CBF is decreased in children with MMD, but relatively normal in adults. There is a shift of CBF from the frontal to the occipital lobes ⁵⁾ probably reflecting the increasing dependency of CBF on the posterior circulation. Children with MMD have impaired autoregulation of CBF to blood pressure and CO2 (with more impairment of vasodilatation in response to hypercapnia or hypotension than vasoconstriction in response to hypocapnia or hypertension) ⁶⁾. Xenon (Xe-133) CT can identify areas of low perfusion. Repeating the study after an acetazolamide challenge (which causes vasodilatation) evaluates the reserve capacity of CBF and can identify areas of “steal” which are at high risk of future infarction.

Ultrasound parameters are independently correlated with ipsilateral cerebral stroke in patients with Moyamoya disease (MMD). Ultrasound provides a new way to identify stroke in MMD patients. Future prospective cohort studies are needed to verify the clinical value of ultrasound in identifying patients with MMD at high risk of stroke ⁷⁾.

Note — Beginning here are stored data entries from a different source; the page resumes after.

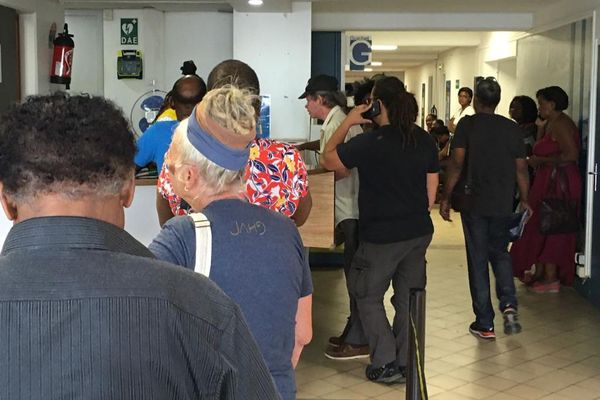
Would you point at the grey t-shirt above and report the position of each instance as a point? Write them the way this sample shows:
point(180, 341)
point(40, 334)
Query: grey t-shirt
point(258, 260)
point(492, 144)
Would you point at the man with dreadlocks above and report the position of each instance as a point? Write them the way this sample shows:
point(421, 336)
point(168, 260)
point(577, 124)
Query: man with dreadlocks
point(398, 169)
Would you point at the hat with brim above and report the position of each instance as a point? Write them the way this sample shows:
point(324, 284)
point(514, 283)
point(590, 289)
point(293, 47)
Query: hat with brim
point(320, 83)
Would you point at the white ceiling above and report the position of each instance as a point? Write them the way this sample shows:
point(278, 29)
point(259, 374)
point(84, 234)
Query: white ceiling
point(414, 48)
point(409, 6)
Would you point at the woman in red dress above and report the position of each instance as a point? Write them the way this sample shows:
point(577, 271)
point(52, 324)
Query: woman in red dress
point(557, 147)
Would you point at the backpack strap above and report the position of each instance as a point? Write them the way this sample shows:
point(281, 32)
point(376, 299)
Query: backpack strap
point(203, 243)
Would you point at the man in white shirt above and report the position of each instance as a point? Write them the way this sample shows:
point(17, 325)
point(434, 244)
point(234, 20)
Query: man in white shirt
point(465, 95)
point(324, 101)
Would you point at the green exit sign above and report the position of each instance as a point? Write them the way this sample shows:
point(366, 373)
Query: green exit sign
point(129, 31)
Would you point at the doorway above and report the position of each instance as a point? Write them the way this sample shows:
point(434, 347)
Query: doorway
point(10, 90)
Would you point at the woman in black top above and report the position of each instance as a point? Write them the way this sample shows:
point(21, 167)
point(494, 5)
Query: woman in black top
point(398, 173)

Vascular cognitive impairment (VCI) is a critical issue in moyamoya disease (MMD). However, the glucose metabolic pattern in these patients is still unknown. This study aimed to identify the metabolic signature of cognitive impairment in patients with MMD using 18F-2-fluoro-2-deoxy-D-glucose positron emission tomography (18F-FDG PET) and establish a classifier to identify VCI in patients with MMD. One hundred fifty-two patients with MMD who underwent brain 18F-FDG PET scans before surgery were enrolled and classified into nonvascular cognitive impairment (non-VCI, n = 52) and vascular cognitive impairment (VCI, n = 100) groups according to neuropsychological test results. Additionally, thirty-three health controls (HCs) were also enrolled. Compared to HCs, patients in the VCI group exhibited extensive hypometabolism in the bilateral frontal and cingulate regions and hypermetabolism in the bilateral cerebellum, while patients in the non-VCI group showed hypermetabolism only in the cerebellum and slight hypometabolism in the frontal and temporal regions. In addition, we found that the patients in the VCI group showed hypometabolism mainly in the left basal ganglia compared to those in the non-VCI group. The sparse representation-based classifier algorithm taking the SUVr of 116 Anatomical Automatic Labeling (AAL) areas as features distinguished patients in the VCI and non-VCI groups with an accuracy of 82.4%. This study demonstrated a characteristic metabolic pattern that can distinguish patients with MMD without VCI from those with VCI, namely, hypometabolic lesions in the left hemisphere played a more important role in cognitive decline in patients with MMD ⁸⁾.